3/20/2012

Teaching Children the Value of Pre-Web Pages


Squeezing paint from a tube is too tame for the sixth graders in Ida Owens’s art class. They prefer making their own with malachite (a green mineral), spinach and cochineal — or dried insects. “They love cochineal,” said Ms. Owens. “To them it’s working with bugs.”


Her class at the Gordon Parks School for Inquisitive Minds (P.S./I.S. 270) in Queens is part of the Morgan Book Project, which aims to instill in children of the digital age an appreciation for books by providing authentic materials to write, illustrate and construct their own medieval and Renaissance-inspired illuminated manuscripts. The free program was developed by the Morgan Library and Museum with the New York City Department of Education for public school grades 3 through 7.

Ms. Owens said she thought her students acquired a greater affinity for physical books after designing and building one. “They see the process involved and can look at books as an art form,” she said. “When I suggest that they are doing something that keeps this art form alive, it makes them feel important.”

Institutions like the Morgan, with collections drawn from the printed word, are balancing the digital and physical worlds with their offerings and finding ways to embrace both. Marie H. Trope-Podell, book project creator and manager of gallery programs at the Morgan, said that although the book project was a way to instill the importance of physical books in the next generation of readers, “it is not a rebellion or reaction against the digital book — quite the opposite.”

She said children were always surprised when she made design comparisons between medieval illuminated manuscripts and Web pages. “The mixture of text and images all over the Internet is very visual, and medieval manuscripts are very visual,” she said. “These manuscripts are not paginated and the Internet is not. You can scroll and scroll and need visual aids to figure out where you are.”

Teachers participating in the project receive training at the Morgan on book-creation techniques. Students, most of them from low-income communities, visit the museum to view ancient illuminated manuscripts before creating their own interpretations.

The project’s hands-on approach also helps demystify museum collections for children, said Ms. Trope-Podell. In addition to cochineal, traditionally used to make red dye, the project’s 16th-century-style toolbox includes fish glue, gum arabic, saffron threads and 22-karat gold.

“We try to create a bridge to those very precious things by giving children the opportunity to do something as close as possible to what they see in museums,” she said. “They had no idea they could make paint with a bug or use fish oil as glue.” She adds that providing the highest-quality materials like 22-karat gold is key. “I want to boost their ego to give them a sense of being trusted,” she said. “I don’t think we trust kids enough with precious things.”

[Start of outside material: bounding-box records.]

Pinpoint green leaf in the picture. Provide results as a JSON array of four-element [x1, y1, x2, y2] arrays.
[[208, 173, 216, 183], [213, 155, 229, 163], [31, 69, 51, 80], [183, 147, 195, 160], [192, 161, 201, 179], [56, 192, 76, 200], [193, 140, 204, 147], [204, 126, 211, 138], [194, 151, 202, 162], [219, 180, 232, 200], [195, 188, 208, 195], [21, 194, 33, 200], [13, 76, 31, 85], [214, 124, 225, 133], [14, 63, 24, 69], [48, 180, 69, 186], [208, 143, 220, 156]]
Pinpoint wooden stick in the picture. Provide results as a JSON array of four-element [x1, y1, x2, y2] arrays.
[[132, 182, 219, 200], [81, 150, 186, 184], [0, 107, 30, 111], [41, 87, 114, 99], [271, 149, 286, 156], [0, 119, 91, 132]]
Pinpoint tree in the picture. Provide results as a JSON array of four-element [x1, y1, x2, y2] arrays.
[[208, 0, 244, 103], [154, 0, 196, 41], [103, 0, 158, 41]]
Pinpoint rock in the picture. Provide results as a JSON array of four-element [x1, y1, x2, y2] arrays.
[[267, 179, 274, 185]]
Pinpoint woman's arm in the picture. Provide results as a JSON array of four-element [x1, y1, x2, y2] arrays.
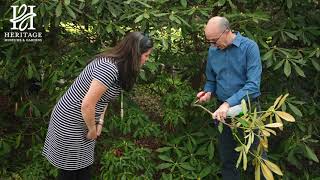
[[81, 79, 107, 139], [97, 104, 108, 136]]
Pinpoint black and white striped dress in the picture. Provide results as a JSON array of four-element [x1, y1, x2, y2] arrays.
[[42, 58, 121, 170]]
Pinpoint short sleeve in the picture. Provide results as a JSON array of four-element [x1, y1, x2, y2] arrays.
[[92, 62, 118, 87]]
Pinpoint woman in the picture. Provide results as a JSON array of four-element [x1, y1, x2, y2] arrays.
[[43, 32, 153, 180]]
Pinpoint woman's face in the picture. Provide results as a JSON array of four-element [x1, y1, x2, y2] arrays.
[[141, 48, 152, 65]]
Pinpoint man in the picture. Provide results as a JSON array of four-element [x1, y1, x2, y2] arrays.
[[197, 16, 262, 180]]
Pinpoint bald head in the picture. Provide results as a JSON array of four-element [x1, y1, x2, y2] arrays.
[[204, 16, 235, 49], [205, 16, 230, 33]]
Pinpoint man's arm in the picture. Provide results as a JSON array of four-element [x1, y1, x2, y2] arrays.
[[204, 50, 216, 93]]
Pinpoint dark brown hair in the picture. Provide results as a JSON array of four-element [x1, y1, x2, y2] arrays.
[[96, 32, 153, 91]]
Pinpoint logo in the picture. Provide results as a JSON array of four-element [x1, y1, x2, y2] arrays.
[[10, 4, 37, 31], [4, 4, 42, 42]]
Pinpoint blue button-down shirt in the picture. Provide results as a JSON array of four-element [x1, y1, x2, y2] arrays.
[[204, 32, 262, 106]]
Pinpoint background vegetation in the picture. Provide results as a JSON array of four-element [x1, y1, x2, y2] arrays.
[[0, 0, 320, 179]]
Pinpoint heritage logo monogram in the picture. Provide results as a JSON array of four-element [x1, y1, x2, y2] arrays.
[[10, 4, 37, 31]]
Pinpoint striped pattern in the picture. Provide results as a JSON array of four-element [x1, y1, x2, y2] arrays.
[[42, 58, 121, 170]]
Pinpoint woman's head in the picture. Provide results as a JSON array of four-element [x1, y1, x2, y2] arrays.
[[97, 32, 153, 90]]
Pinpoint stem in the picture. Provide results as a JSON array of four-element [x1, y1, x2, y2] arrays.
[[232, 133, 260, 159]]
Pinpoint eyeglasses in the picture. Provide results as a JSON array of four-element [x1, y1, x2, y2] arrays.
[[206, 28, 228, 46]]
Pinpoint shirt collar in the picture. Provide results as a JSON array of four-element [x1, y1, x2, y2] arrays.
[[232, 32, 242, 47]]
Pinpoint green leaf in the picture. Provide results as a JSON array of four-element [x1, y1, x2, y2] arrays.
[[285, 31, 298, 40], [273, 59, 284, 70], [283, 60, 291, 77], [213, 0, 226, 6], [15, 134, 21, 149], [156, 147, 172, 153], [156, 163, 172, 169], [311, 59, 320, 71], [208, 141, 214, 160], [305, 145, 319, 163], [238, 118, 249, 127], [56, 2, 62, 17], [158, 155, 173, 162], [180, 0, 188, 8], [200, 166, 211, 178], [242, 152, 248, 170], [275, 111, 295, 122], [66, 6, 76, 19], [228, 0, 237, 9], [263, 159, 283, 176], [236, 150, 244, 168], [180, 162, 195, 171], [287, 0, 292, 9], [64, 0, 70, 6], [265, 123, 283, 128], [262, 49, 274, 61], [91, 0, 99, 5], [134, 14, 143, 23], [294, 65, 306, 77], [241, 99, 248, 115], [288, 103, 302, 117], [143, 12, 150, 19], [27, 64, 33, 79], [107, 23, 112, 33], [218, 122, 223, 133], [261, 162, 274, 180]]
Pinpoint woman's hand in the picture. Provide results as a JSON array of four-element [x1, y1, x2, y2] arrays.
[[97, 124, 102, 137], [87, 126, 97, 140]]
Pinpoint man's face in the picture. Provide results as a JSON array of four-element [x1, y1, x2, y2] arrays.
[[205, 25, 229, 49]]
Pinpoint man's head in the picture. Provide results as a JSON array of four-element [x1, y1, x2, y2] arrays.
[[204, 16, 233, 49]]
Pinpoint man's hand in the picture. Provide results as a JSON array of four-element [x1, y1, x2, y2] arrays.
[[213, 102, 230, 122], [197, 91, 211, 103]]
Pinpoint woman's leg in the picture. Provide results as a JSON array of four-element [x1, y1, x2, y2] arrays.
[[76, 166, 91, 180], [57, 169, 77, 180]]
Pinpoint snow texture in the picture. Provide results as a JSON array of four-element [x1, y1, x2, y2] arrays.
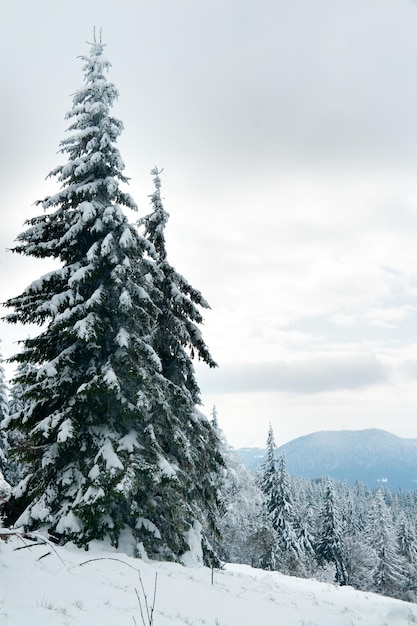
[[0, 536, 417, 626]]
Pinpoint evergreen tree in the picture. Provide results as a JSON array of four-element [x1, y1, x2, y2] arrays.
[[274, 453, 303, 574], [139, 167, 224, 548], [0, 342, 10, 505], [368, 488, 406, 598], [2, 42, 221, 558], [396, 512, 417, 602], [255, 424, 279, 570], [316, 480, 347, 585], [260, 424, 279, 530]]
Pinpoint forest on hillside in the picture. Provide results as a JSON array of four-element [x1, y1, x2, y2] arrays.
[[0, 35, 417, 601]]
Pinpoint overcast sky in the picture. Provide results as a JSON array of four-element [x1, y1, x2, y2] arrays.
[[0, 0, 417, 447]]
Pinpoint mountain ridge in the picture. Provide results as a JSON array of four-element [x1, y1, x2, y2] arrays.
[[236, 428, 417, 491]]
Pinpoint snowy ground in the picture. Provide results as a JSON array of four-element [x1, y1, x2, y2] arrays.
[[0, 537, 417, 626]]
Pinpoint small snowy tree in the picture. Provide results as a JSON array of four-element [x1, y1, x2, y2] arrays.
[[254, 424, 279, 570], [274, 453, 304, 575], [368, 488, 407, 598], [316, 480, 347, 585], [0, 342, 11, 508]]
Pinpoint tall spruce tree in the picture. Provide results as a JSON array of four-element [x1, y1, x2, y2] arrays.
[[0, 342, 10, 505], [139, 167, 224, 560], [368, 488, 407, 599], [2, 41, 221, 558], [274, 453, 303, 574]]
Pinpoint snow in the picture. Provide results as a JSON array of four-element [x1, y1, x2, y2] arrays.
[[0, 537, 417, 626]]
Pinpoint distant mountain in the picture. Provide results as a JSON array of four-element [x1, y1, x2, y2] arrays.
[[236, 429, 417, 491]]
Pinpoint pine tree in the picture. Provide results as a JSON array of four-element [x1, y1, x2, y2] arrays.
[[6, 41, 218, 558], [316, 480, 347, 585], [274, 453, 303, 575], [396, 512, 417, 602], [254, 424, 279, 570], [139, 167, 224, 560], [368, 488, 407, 598], [0, 342, 10, 504]]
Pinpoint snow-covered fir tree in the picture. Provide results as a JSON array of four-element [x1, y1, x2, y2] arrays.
[[0, 342, 10, 507], [6, 41, 223, 559], [274, 453, 303, 574], [139, 167, 224, 556], [254, 424, 279, 570], [316, 479, 347, 585], [368, 488, 407, 598]]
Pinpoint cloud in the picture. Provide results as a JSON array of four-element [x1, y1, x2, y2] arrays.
[[201, 354, 390, 394]]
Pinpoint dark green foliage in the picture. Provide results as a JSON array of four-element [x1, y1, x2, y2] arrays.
[[1, 42, 222, 559]]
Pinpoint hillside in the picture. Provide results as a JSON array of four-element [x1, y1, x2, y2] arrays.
[[0, 538, 417, 626], [237, 429, 417, 491]]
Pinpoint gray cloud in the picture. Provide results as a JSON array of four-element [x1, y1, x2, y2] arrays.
[[201, 354, 390, 394]]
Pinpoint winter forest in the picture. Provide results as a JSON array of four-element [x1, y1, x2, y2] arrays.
[[0, 41, 417, 602]]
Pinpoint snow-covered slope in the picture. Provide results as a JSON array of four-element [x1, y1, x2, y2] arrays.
[[237, 428, 417, 491], [0, 537, 417, 626]]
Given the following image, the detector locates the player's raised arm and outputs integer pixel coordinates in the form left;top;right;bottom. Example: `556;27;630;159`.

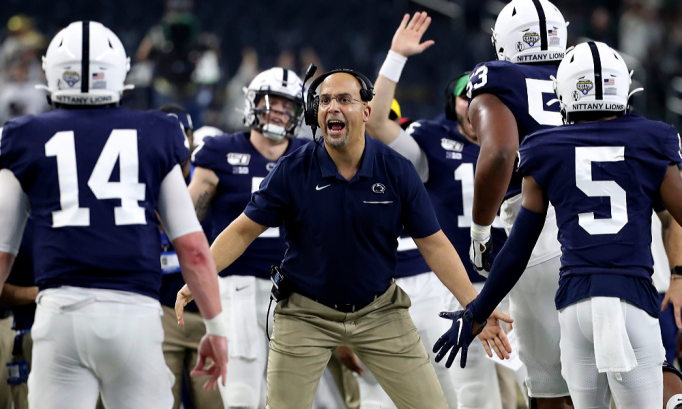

Participating schools send a selection of finished books to the Morgan for review by an awards committee. Winners are then honored at a ceremony for students, teachers and beaming family members.

Ms. Trope-Podell recalled one poignant moment: “We had one winner whose father was there. They were homeless and living in a shelter. He was so proud of his daughter and said he didn’t even know she could draw or paint, but he was going to make sure he bought her some art supplies. We were all almost crying.”

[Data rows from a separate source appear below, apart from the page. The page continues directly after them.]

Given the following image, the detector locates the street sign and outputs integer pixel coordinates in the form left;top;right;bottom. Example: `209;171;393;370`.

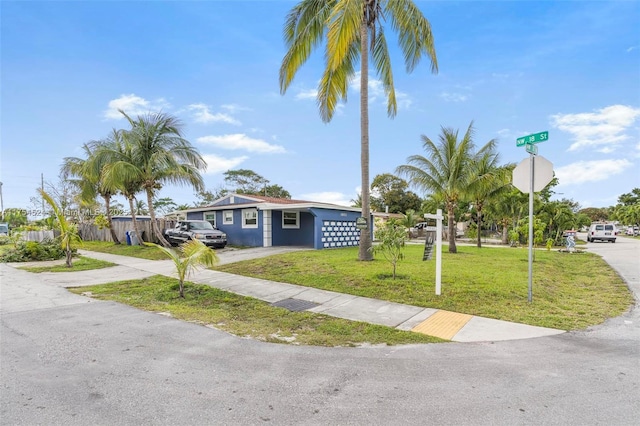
513;155;553;194
516;132;549;146
524;143;538;155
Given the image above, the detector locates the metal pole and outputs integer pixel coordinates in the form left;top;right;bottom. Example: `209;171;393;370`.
529;153;535;303
436;209;442;296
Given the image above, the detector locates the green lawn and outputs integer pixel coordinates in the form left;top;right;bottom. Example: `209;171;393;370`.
78;241;168;260
20;256;116;273
216;245;633;330
69;275;443;346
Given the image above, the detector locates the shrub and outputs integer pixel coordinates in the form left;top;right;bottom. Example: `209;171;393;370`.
0;239;77;262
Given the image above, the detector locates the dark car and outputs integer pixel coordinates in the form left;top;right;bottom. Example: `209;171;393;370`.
165;220;227;248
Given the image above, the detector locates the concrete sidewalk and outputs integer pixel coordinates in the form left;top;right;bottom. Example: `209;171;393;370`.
18;248;564;342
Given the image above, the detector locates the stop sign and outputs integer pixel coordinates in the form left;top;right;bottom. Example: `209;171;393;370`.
513;155;553;193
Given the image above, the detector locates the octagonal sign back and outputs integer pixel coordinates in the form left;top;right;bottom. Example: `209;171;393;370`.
513;155;553;193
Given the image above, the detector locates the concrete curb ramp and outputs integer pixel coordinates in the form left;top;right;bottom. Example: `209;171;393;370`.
47;248;564;342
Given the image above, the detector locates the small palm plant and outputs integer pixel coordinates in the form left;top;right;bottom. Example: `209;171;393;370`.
145;240;218;297
39;189;82;268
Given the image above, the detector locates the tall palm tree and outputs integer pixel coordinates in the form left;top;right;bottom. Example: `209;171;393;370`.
112;110;207;247
62;141;120;244
467;151;513;247
396;122;491;253
280;0;438;260
93;129;142;244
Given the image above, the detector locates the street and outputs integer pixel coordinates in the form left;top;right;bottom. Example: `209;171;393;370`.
0;238;640;425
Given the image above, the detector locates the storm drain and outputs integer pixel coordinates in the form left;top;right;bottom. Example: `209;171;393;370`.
271;299;320;312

One of the strengths of the Morgan project lies in its authenticity, said Rosemary Agoglia, curator of education at the Eric Carle Museum of Picture Book Art in Amherst, Mass., which also emphasizes the importance of the physical book for children. She adds the project’s hands-on approach to problem solving is a plus for young learners. “Kids know busy work and it rarely engages them,” she said. “At any age we are actively building knowledge and thinking about what we are doing, experimenting and exploring. Giving that learner permission to be a problem solver is key, and it is happening less and less.”

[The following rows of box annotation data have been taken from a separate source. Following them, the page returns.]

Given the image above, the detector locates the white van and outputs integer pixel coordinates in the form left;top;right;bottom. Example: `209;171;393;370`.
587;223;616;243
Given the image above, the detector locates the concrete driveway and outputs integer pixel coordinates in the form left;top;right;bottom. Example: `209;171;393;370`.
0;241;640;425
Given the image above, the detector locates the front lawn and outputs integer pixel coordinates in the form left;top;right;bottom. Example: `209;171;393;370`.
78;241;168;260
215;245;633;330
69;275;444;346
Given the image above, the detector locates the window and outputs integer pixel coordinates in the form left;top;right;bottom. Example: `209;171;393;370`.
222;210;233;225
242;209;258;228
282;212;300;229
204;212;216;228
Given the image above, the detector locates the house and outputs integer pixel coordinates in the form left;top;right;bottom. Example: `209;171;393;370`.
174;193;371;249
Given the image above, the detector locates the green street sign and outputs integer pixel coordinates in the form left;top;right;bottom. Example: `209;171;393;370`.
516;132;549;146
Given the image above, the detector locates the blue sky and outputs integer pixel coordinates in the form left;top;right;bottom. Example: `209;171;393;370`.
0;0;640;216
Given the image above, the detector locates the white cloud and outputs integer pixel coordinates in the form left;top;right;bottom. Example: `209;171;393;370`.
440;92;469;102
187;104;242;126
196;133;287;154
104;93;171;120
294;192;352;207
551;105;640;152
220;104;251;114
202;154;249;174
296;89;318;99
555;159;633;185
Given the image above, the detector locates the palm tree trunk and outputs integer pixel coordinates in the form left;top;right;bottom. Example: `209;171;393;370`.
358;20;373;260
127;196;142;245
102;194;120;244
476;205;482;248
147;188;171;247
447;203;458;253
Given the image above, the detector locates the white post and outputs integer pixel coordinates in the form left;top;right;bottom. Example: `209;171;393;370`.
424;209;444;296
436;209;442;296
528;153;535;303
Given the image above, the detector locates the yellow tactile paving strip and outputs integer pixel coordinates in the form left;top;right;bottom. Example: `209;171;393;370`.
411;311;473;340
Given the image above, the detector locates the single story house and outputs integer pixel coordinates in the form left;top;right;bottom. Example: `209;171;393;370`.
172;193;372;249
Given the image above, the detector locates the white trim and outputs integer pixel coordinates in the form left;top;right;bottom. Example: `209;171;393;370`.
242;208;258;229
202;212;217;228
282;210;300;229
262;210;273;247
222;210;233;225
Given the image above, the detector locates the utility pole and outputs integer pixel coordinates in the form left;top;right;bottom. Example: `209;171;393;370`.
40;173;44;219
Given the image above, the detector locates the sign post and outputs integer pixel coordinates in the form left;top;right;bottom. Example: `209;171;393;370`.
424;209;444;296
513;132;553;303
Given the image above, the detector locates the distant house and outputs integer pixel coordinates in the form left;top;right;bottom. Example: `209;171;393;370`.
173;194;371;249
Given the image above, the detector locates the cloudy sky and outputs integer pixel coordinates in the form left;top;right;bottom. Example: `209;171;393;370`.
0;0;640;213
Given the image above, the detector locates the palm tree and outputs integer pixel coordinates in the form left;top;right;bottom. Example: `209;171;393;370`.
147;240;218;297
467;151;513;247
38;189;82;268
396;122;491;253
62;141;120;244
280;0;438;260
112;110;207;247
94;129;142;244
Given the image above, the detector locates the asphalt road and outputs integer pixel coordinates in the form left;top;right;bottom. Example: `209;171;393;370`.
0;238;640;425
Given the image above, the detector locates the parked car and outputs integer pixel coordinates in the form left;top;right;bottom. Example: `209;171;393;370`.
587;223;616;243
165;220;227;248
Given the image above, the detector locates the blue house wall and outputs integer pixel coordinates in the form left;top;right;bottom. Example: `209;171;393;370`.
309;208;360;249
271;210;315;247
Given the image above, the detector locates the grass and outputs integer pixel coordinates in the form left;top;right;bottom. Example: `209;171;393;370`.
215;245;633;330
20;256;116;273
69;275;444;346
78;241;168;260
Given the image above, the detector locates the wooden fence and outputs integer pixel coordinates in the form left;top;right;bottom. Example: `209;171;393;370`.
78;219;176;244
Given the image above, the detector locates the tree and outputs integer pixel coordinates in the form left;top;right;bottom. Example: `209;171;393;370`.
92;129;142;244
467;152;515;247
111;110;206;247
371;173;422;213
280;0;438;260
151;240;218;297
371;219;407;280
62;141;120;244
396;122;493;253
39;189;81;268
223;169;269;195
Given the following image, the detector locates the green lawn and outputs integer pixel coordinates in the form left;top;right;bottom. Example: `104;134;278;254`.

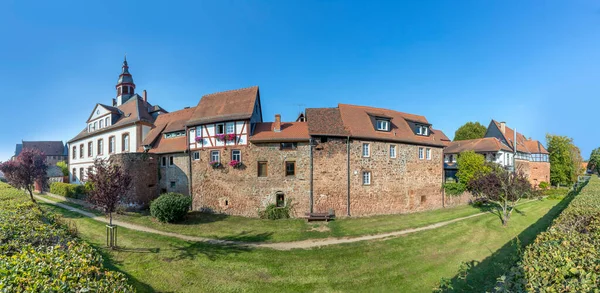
35;195;492;242
43;194;568;292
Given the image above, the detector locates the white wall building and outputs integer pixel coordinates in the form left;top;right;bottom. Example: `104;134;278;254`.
69;60;166;184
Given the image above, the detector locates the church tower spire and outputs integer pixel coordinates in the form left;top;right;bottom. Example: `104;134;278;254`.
116;55;135;106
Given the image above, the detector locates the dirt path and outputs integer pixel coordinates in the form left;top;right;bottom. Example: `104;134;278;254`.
34;195;486;250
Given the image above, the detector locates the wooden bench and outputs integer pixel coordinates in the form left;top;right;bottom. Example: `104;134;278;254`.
305;212;335;222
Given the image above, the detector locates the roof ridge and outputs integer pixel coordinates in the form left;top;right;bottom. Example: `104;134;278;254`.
203;85;258;97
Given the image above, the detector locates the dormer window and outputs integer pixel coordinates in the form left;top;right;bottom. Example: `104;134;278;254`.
377;119;390;131
417;125;429;136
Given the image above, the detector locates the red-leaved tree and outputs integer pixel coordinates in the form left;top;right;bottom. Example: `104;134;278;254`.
469;168;534;226
88;159;131;226
0;149;48;202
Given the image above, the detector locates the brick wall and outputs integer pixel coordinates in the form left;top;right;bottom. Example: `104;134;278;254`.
110;153;158;208
158;153;190;195
192;143;310;217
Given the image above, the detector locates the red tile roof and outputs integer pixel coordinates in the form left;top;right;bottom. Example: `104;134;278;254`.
444;137;512;154
250;122;310;143
187;86;259;126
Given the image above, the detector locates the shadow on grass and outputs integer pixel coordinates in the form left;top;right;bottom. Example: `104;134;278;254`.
442;194;576;292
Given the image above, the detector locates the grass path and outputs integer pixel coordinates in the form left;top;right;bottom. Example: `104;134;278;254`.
41;196;568;292
34;195;486;250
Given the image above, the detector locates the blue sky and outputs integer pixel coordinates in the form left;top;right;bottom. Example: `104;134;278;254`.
0;0;600;161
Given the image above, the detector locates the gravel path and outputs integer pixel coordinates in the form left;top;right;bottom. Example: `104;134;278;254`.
34;194;486;250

The Eric Carle Museum is dedicated to preserving illustrated children’s books and inspiring a love of art and reading in children. The bridge between visual and verbal literacy is crucial to its mission, said Ms. Agoglia. Museum programs feature interactive story times. “It is amazing to watch kids talk about what they see in a book,” she said.

Ms Agoglia said that because children today spent so much time with digital devices, they viewed “screen time” and “book time” as different. “In book time they hold it in their hands, feel the pages and feel the heft of it,” she said. “Flipping back and forth in a book is much different experience than on a Kindle.” She clarified this as an observation, not a judgment: “You do not want to feel like a Luddite or trying to stop the flow of technology.”

She said she believed that digital and physical content delivery formats would co-exist in the next generation of readers but that books did hold a place that digital data could not fill, at least for now. “As human beings we surround ourselves with things that help define who we are and books are one of those things — not just the narrative or story that is easily reproduced on the Kindle,” she said. “It is those dog-eared pages, coffee-stained covers or where you signed your name in the front when you were 4 years old. That memory is attributed to a physical object. Books are really part of what makes us human.”